MONTRÉAL – « Le seul qui s’est présenté, c’est (Jakub) Dobes… », a déploré Lane Hutson après la troisième défaite consécutive du Canadien contre les Hurricanes de la Caroline.
« Ce n’était pas assez bon de notre part. On n’a pas répondu au défi qui nous attendait. Au moins, on a une autre chance de se reprendre », a poursuivi Hutson qui ne niaise pas avec la rondelle et ses commentaires.
« Ce fut un match merdique de notre équipe, probablement notre pire match à domicile en séries », a ajouté le petit défenseur qui a terminé sa soirée avec un différentiel de -3.
Pourtant, le Canadien avait habitué ses partisans à rebondir de belle manière cette année. C’était même devenu l’une de ses marques de commerce. Dans cette rencontre, la réponse a été un échec.
« Ils jouent du bon hockey et ils rendent notre vie difficile. Mais c’est à nous de trouver plus de réponses individuellement et collectivement. On s’impose des standards plus élevés, on peut mieux jouer », a cerné Alex Newhook qui a remplacé Juraj Slafkovsky sur le premier trio à partir de la deuxième période.
Évidemment, Martin St-Louis et ses adjoints avaient préparé d’autres ajustements pour cette quatrième rencontre. Le hic, c’est que les ajustements n’ont pas rapporté les dividendes escomptés dans les défaites.
« Il y a des ajustements, mais ça prend toujours de l’exécution et de bonnes lectures de jeu. On en manque récemment », a admis St-Louis avec justesse.
Est-ce que la fatigué a causé cette difficulté à corriger le tir contre un adversaire inlassable ?
« Je ne crois pas, on est une jeune équipe qui a atteint la finale d’association, tu peux trouver de l’énergie. On avait plutôt un gros fossé à combler et on ne parvenait pas à générer assez d’attaque », a répondu le capitaine Nick Suzuki.

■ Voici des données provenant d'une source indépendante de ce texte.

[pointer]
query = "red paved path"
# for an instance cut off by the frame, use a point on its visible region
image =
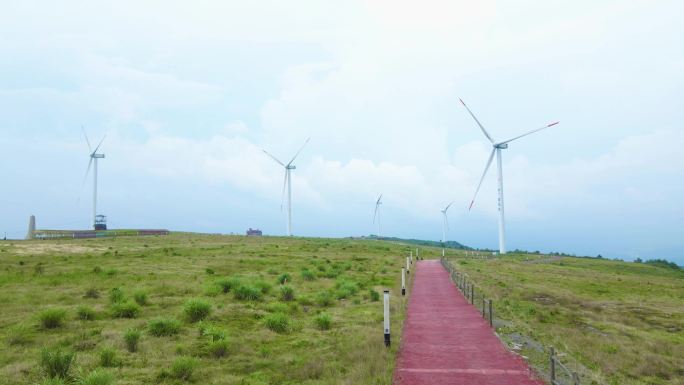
(447, 342)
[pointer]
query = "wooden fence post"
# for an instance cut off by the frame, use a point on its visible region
(553, 367)
(491, 322)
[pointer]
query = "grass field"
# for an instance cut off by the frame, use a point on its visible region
(198, 308)
(615, 322)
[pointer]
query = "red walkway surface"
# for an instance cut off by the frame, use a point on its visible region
(447, 342)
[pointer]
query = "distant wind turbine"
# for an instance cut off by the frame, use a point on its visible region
(496, 148)
(376, 214)
(287, 184)
(94, 156)
(445, 225)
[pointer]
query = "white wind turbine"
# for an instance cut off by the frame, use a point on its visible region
(376, 214)
(445, 225)
(496, 148)
(94, 156)
(287, 184)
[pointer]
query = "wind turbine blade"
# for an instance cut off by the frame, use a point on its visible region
(85, 177)
(282, 199)
(489, 163)
(274, 158)
(99, 144)
(478, 122)
(87, 141)
(300, 150)
(528, 133)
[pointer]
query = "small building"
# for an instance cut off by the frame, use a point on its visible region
(253, 232)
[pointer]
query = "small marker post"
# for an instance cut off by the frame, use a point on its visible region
(403, 281)
(386, 316)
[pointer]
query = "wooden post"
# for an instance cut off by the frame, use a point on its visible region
(491, 322)
(403, 281)
(553, 367)
(386, 317)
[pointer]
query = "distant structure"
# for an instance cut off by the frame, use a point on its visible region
(253, 232)
(32, 227)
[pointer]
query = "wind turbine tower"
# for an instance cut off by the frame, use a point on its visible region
(376, 214)
(496, 148)
(288, 185)
(94, 156)
(445, 225)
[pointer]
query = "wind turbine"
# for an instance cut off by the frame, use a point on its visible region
(287, 184)
(445, 225)
(94, 156)
(376, 214)
(496, 148)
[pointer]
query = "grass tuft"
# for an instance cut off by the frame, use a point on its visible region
(125, 310)
(278, 322)
(247, 293)
(196, 309)
(163, 327)
(323, 321)
(108, 357)
(52, 318)
(56, 363)
(131, 338)
(85, 313)
(183, 368)
(286, 293)
(97, 377)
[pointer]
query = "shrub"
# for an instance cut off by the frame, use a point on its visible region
(278, 322)
(108, 357)
(374, 295)
(323, 321)
(125, 310)
(131, 339)
(218, 348)
(197, 309)
(97, 377)
(85, 313)
(19, 334)
(324, 298)
(283, 278)
(92, 293)
(228, 284)
(308, 275)
(286, 293)
(159, 327)
(116, 295)
(183, 368)
(52, 318)
(56, 363)
(140, 297)
(247, 293)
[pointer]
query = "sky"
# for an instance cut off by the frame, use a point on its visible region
(189, 93)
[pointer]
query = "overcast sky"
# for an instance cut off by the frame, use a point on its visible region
(190, 92)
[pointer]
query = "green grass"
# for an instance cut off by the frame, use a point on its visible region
(237, 346)
(615, 322)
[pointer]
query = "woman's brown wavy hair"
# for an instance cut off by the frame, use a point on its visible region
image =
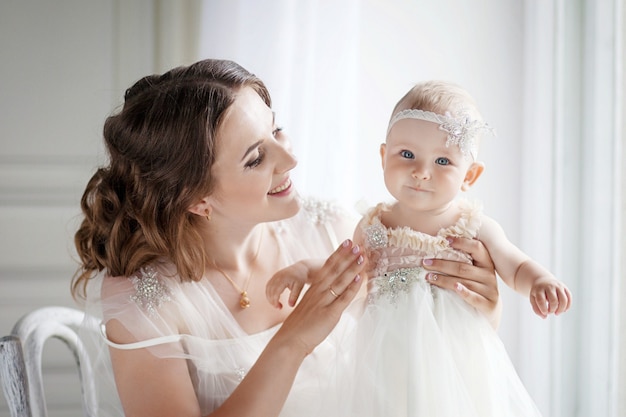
(161, 147)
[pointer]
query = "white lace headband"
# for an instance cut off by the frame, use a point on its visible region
(462, 129)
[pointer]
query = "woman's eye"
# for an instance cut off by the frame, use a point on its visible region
(257, 161)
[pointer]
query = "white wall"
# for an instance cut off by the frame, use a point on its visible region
(61, 69)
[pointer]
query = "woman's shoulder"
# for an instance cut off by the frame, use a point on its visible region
(320, 211)
(148, 288)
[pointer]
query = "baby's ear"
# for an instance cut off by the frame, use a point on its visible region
(383, 152)
(472, 174)
(202, 208)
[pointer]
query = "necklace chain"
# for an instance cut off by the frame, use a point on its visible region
(244, 301)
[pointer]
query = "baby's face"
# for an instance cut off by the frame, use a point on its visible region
(420, 170)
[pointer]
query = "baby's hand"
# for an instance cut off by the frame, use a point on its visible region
(549, 295)
(294, 278)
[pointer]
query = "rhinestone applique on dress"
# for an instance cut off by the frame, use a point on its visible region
(150, 292)
(391, 284)
(376, 235)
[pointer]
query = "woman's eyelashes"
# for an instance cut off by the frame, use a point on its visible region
(277, 130)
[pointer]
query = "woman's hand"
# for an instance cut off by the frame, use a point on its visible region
(293, 278)
(476, 284)
(332, 288)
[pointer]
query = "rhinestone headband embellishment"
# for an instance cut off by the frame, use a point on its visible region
(462, 129)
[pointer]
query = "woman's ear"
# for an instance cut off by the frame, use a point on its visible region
(472, 174)
(202, 208)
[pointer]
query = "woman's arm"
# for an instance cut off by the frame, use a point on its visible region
(476, 283)
(150, 386)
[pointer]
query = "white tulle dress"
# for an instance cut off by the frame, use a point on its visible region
(421, 351)
(153, 305)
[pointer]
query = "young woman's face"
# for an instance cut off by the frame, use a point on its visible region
(419, 170)
(252, 165)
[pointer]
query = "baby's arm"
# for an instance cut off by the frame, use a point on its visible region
(294, 278)
(546, 293)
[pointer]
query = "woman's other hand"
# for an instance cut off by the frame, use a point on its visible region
(332, 289)
(476, 283)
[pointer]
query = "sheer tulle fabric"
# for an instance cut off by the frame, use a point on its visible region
(189, 320)
(418, 350)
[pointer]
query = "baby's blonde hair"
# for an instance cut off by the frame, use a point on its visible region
(438, 97)
(443, 98)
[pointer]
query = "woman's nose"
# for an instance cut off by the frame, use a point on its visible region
(286, 159)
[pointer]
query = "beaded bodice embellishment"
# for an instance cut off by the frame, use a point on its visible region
(390, 285)
(150, 292)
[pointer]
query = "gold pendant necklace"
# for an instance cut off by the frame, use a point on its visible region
(244, 301)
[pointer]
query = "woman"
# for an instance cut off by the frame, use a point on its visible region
(194, 213)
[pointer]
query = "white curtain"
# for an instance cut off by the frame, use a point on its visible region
(546, 75)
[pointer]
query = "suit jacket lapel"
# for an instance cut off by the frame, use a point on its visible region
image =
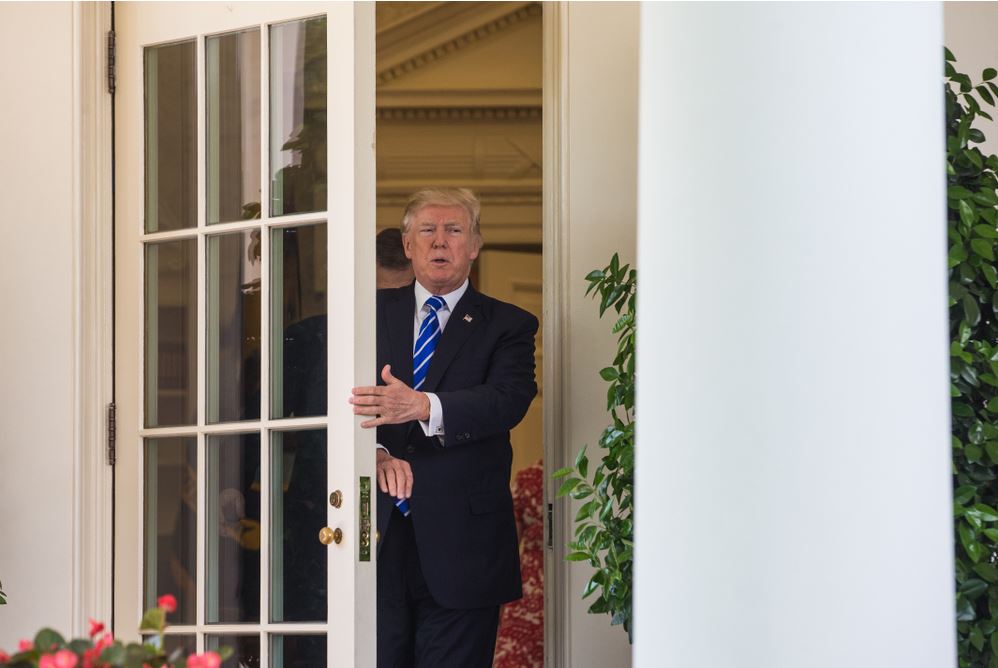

Son entraîneur partageait son avis. St-Louis a tout de même reconnu que le repos obtenu par les Hurricanes favorise le déploiement de leur style intense.
« C’est sûr que leur énergie est supérieure dans les deux dernières parties », a constaté Phillip Danault.
Avant même le début du match, l’ambiance n’était pas autant survoltée au Centre Bell. On sentait que la foule était inquiète à la suite des deux défaites précédentes. De la manière dont les revers ont été encaissés, le mandat apparaît imposant.
« C’est un défi, un gros défi, mais on garde la tête haute et on aborde la suite un match à la fois », a évoqué Danault.
« Tu peux regarder ça comme une montagne, mais c’est une partie. Je l’ai fait deux ou trois comme joueur et c’est incroyable quand tu arrives de l’autre côté (celui de gagner la série en sept). On doit être forts mentalement et y croire », a confié St-Louis.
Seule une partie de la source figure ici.